The Secret Sauce for a Bouncing Gig

keyboard piano

Let’s be honest, we’ve all heard bands play live, and walked away thinking ‘geez, I prefer them on Spotify’. Let’s assume they can all play their instruments, and that they weren’t overly inebriated during the gig. The reason that it didn’t sound so good is that recreating a guitar tone that was carefully crafted in the studio is almost impossible to do through just one guitar and just one amp. It means these bands end up sounding a little flimsy, thin and generally undergunned. 

 

Where does that leave us aspiring musos? Are we doomed to sounding underwhelming? By no means. There is a secret sauce to a bouncing gig: The humble keyboard piano. If you know, you know, but if you don’t know, stay with us. There are at least three good reasons why. 

 

Reason #1: The sound you want is reproducible at the click of a button. Whether it be a string section in the vein of Bittersweet Symphony, or a dirty synth pad (a la Van Halen’s Jump), they are all safely sitting inside your keyboard piano. Even if you did develop a custom tone in the studio, this can be saved inside your own keyboard and used at your leisure.
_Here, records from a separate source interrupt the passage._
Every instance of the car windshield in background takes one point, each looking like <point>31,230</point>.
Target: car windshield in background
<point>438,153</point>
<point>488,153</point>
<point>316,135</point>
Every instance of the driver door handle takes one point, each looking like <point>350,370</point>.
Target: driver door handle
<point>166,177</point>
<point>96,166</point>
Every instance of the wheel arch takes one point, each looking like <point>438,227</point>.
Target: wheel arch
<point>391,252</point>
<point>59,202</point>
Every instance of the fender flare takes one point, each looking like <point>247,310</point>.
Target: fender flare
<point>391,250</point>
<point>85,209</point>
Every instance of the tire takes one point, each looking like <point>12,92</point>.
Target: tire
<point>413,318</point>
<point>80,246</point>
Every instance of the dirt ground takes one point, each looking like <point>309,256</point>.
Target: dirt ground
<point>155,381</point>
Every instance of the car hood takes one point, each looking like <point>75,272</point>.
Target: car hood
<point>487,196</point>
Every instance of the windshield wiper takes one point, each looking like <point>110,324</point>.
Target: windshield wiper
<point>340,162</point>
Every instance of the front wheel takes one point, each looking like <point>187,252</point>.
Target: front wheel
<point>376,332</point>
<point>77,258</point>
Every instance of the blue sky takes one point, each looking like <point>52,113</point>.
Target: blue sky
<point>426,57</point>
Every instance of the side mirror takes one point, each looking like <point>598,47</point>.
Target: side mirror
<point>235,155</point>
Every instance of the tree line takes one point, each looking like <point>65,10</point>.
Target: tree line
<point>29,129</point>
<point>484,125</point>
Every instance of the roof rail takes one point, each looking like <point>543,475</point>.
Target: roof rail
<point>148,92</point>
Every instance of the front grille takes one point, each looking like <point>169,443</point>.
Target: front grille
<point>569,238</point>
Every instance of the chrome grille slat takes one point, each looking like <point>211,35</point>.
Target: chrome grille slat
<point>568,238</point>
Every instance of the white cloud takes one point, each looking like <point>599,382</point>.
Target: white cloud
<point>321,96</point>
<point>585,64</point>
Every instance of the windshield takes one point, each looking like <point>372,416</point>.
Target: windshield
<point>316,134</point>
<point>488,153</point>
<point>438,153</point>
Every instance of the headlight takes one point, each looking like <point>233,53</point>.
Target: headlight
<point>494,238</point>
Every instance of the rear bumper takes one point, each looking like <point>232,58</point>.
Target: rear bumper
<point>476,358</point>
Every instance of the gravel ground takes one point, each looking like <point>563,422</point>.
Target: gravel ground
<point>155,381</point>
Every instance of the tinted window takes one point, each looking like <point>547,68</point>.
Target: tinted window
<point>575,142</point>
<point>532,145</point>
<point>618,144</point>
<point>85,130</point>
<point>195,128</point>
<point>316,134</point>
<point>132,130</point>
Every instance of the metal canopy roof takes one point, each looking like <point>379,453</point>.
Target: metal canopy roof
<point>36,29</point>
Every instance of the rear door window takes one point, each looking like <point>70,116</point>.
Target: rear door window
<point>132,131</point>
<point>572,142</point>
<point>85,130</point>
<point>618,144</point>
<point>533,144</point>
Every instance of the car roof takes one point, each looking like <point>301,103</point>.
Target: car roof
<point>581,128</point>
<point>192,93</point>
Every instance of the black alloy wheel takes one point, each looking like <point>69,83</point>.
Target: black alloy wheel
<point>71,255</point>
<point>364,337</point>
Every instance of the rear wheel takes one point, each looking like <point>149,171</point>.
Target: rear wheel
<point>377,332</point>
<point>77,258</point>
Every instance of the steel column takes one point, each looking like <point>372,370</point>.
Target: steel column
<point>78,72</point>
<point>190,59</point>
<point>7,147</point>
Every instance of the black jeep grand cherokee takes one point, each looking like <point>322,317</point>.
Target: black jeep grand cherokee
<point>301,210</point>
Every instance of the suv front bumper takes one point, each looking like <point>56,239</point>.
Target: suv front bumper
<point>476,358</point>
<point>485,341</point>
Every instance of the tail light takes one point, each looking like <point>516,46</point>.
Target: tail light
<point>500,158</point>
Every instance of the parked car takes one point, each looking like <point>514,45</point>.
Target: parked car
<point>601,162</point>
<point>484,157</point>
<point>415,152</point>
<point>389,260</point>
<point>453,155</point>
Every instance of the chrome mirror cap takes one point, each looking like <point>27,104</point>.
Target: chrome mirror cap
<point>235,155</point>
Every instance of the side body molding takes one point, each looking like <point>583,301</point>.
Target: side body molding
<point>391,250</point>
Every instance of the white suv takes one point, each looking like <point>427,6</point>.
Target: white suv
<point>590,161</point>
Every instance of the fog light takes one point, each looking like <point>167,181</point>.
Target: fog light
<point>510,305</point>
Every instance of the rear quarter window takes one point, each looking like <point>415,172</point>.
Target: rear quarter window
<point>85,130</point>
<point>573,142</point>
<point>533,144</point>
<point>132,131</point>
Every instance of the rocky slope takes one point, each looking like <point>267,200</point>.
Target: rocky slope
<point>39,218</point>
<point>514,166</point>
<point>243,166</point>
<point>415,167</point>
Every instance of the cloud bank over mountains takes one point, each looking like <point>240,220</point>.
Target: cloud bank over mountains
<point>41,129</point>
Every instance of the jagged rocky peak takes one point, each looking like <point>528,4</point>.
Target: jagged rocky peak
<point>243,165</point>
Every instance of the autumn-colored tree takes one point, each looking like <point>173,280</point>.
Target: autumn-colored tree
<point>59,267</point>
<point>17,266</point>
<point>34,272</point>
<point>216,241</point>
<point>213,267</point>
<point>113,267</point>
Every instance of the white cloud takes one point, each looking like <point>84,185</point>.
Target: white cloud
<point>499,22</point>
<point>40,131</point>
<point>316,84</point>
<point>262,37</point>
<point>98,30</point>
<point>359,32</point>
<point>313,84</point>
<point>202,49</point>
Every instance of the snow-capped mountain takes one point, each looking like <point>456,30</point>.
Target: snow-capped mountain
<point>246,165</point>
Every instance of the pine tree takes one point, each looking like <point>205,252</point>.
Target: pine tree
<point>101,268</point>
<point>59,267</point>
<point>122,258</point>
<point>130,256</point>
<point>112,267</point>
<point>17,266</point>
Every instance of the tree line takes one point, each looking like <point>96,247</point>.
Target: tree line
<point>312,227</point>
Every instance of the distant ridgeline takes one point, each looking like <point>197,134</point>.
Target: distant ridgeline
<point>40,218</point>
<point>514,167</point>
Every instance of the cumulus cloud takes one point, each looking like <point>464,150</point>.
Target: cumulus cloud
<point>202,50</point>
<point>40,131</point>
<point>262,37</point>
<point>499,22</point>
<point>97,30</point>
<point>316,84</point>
Unlike a guitar, it doesn’t require any careful mic’ing of a quad speaker, or double tracking to sound right, it just is right. Plug in and play!

 

Reason #2: The keyboard piano does good things for your sound. You want to fill the full spectrum with your band: bass, mid and treble. The guitarist’s favourite move is to scoop all the mid out of their tone because it sounds fat and warm when they play by themselves. The only problem is they go missing in the mix of a full band. Enter the keyboard piano. It sits in that mid range, providing all the thickness, filling every gap to make sure your band sounds big when you want to sound big. Ever noticed that many of the big rock bands will have a keyboard player when they play live? There’s a method to their madness.

 

Reason #3: Your band will be easier to mix from the sound desk, and that means you sound better to your audience. Here is an inevitable line from the technician during the soundcheck: “Ok, can I get the guitarist to turn his amp down please?” The guitarist winces, walks over and infinitesimally adjusts the volume knob. Nothing really changes. That means the sound from on stage is bleeding into the front of house mix that everyone else hears. It can be chaos. The keyboard piano, on the other hand, plugs straight into the sound desk and is incredibly easy to balance. In fact, this is so helpful that many brands are trying to make direct input for guitarists so that they can be just as seamless as the keyboard piano. 

 

We could go on and on, but your time is valuable. Just do us a favour; keep an eye out for bands that use a keyboard and those that don’t when playing live. 

 

That’s the only evidence you will need.